How the RBG vacancy proves the Senate is totally broken

The Senate isn’t the House. Or, put in a slightly more nuanced way: The Senate isn’t supposed to be the House.

Those statements are, well, obvious. And yet, as the reaction in the Senate in the aftermath of the death of Ruth Bader Ginsburg makes clear, they are also not exactly true. The Senate has nearly entirely transformed itself into the House — a majority-rule body where debate is subjugated to pure partisanship.
This evolution isn’t the fault of one party or the other. Instead, it’s the result of a combination of parliamentary decisions over the past decade and the changing membership of the Senate, with a slew of former House members flooding the chamber.
“Large numbers of senators are former House members and try to turn the Senate into a tightly structured second House,” former Louisiana Sen.

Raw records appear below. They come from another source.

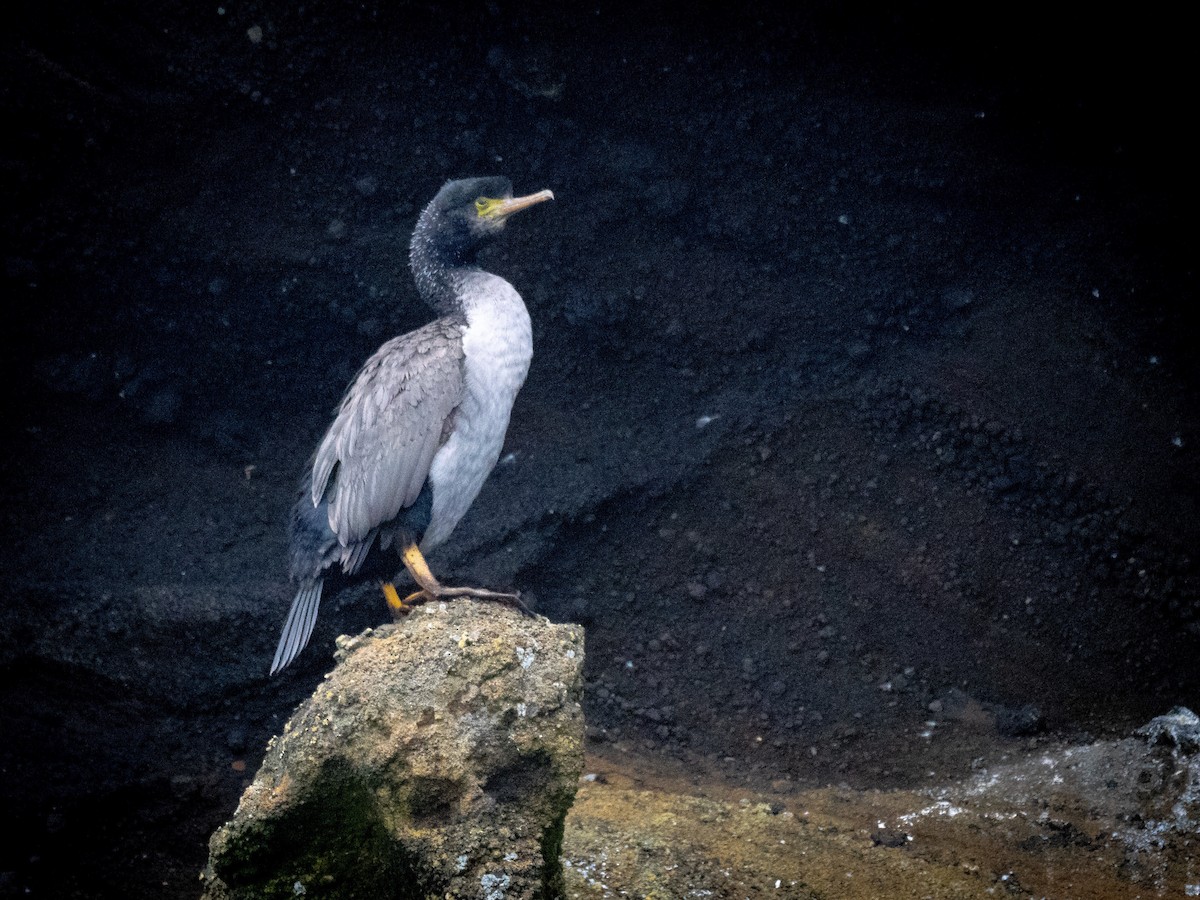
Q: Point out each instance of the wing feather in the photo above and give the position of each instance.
(376, 456)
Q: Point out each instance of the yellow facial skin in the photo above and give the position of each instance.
(497, 209)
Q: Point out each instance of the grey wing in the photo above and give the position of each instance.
(377, 454)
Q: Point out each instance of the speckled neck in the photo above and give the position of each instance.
(441, 258)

John Breaux (D) told me way back in 2013. “They get over that after a couple of years, as I did, but the turmoil it creates can cause dysfunction. Add to that a fewer number of centrists from both parties, and we have the difficult situation we see today.”
    Except that they didn’t “get over” it, as Breaux predicted. Instead they helped to speed up the transformation of the world’s greatest deliberative body into something the Founding Fathers never envisioned.
    Remember that the Constitution purposely made House terms two years and Senate term six years — because the House was designed to be more responsive to the whims of the public, while the Senate was envisioned as the more deliberative and less obviously politically driven chamber.
    The most famous story (although it remains somewhat hard to prove) regarding the difference between the Senate and the House comes from an apparent conversation between George Washington and Thomas Jefferson. As Jefferson’s Monticello website recounts:
    “Why,” asked Washington, “did you just now pour that coffee into your saucer, before drinking?”
    “To cool it,” answered Jefferson, “my throat is not made of brass.”
    “Even so,” rejoined Washington, “we pour our legislation into the senatorial saucer to cool it.”
    In addition to the difference in terms between the House and Senate, the biggest difference between the two was the creation — accidentally by Aaron Burr in the early 1800s — of the filibuster, which allowed any senator to speak for as long as they saw fit unless and until 65 (and eventually 60) of their colleagues voted to end unlimited debate and move to a floor vote.
    Which is how things pretty much went until 2013, when then-Senate Majority Leader Harry Reid (D-Nevada) invoked what was known as the “nuclear option” — changing Senate rules to allow filibusters on most presidential nominations to be broken by a simple majority vote.
    “In the long term, the rule change represents a substantial power shift in a chamber that for more than two centuries has prided itself on affording more rights to the minority party than any other legislative body in the world. Now, a president whose party holds the majority in the Senate is virtually assured of having his nominees approved, with far less opportunity for political obstruction.”
    Which is, of course, what happened. Republicans retook Senate control in the 2014 midterm elections and then President Donald Trump won in 2016. At which point, Senate Majority Leader Mitch McConnell changed the Senate rules again, allowing a filibuster of a Supreme Court nominee to be broken with a simple majority vote. (Reid had stopped short of including SCOTUS nominees in his rule change.) Both Neil Gorsuch and Brett Kavanaugh were confirmed under that rule change; Gorsuch got 54 “yes” votes while Kavanaugh received just 50.
    Those rules will also govern Trump’s eventual pick, which he has said will come later this week. With 53 Republican senators, McConnell can afford to lose three and still get the confirmation through. (Alaska Sen. Lisa Murkowski and Maine Sen. Susan Collins have said they oppose voting on a court pick so close to the election.)
      And because politics these days are all about escalation, Senate Democratic Leader Chuck Schumer (New York) said Sunday that “everything is on the table” — including adding more seat to the Supreme Court or totally gutting the filibuster for all Senate activities.
      At which point, the Senate would effectively complete its transformation into the House. Which is a bad thing — no matter which party you side with.